Ihr Verein verfolgt daher folgenden Ansatz: «Wir fokussieren uns auf das grosse Ganze. Wir fangen mit einem einfachen Prototyp an und demonstrieren, dass und wie es gelingen kann. Die richtig harte Arbeit ist es dann, die Projekte jedes Mal aufs Neue finanziert zu bekommen.» Fördergelder für die Projekte erhalten und erhielten sie bisher von Generation M und der Stiftung Mercator. «Von diesem Geld zahlen wir uns einen niedrigen Grundlohn aus. Es reicht wirtschaftlich aber noch nicht aus, um uns ausschliesslich darauf konzentrieren zu können», sagt Olivia Menzi. «Ich würde mir wünschen, dass es ein Grundeinkommen gäbe, um solche nachhaltigen Ziele und Projekte voranzutreiben», fügt sie an.

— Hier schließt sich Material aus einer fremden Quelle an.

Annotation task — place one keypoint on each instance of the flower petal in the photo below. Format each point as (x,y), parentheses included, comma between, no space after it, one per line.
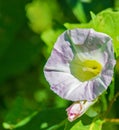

Eine Macherin, die keine Inspirations-Zitate flötet

Das hört sich nach einigen Hürden an, sind die drei Vereinsmitglieder zudem branchenfremd. «Das ist kein Problem. UX-Prozesse, agiles Arbeiten und nicht zuletzt Vernetzen und Vertrauen aufbauen, das sind unsere Stärken», ist Menzi überzeugt. Bis heute beruhen alle Kooperationen auf Handschlag. Networken, betont Menzi, habe nun mal keine Spalte im betriebswirtschaftlichen Milchbüchlein – und dennoch sei es mitunter der Hauptfokus ihres Bestrebens.

Auf die Fragen, woher sie all die Energie nimmt und was sie Menschen rät, die einfach nur wütend, traurig oder hilflos wegen Foodwaste und Co. sind, antwortet sie mit einem langen Schweigen. Ich höre sie durch die Leitung ein wenig lauter atmen; vielleicht schmunzelt sie.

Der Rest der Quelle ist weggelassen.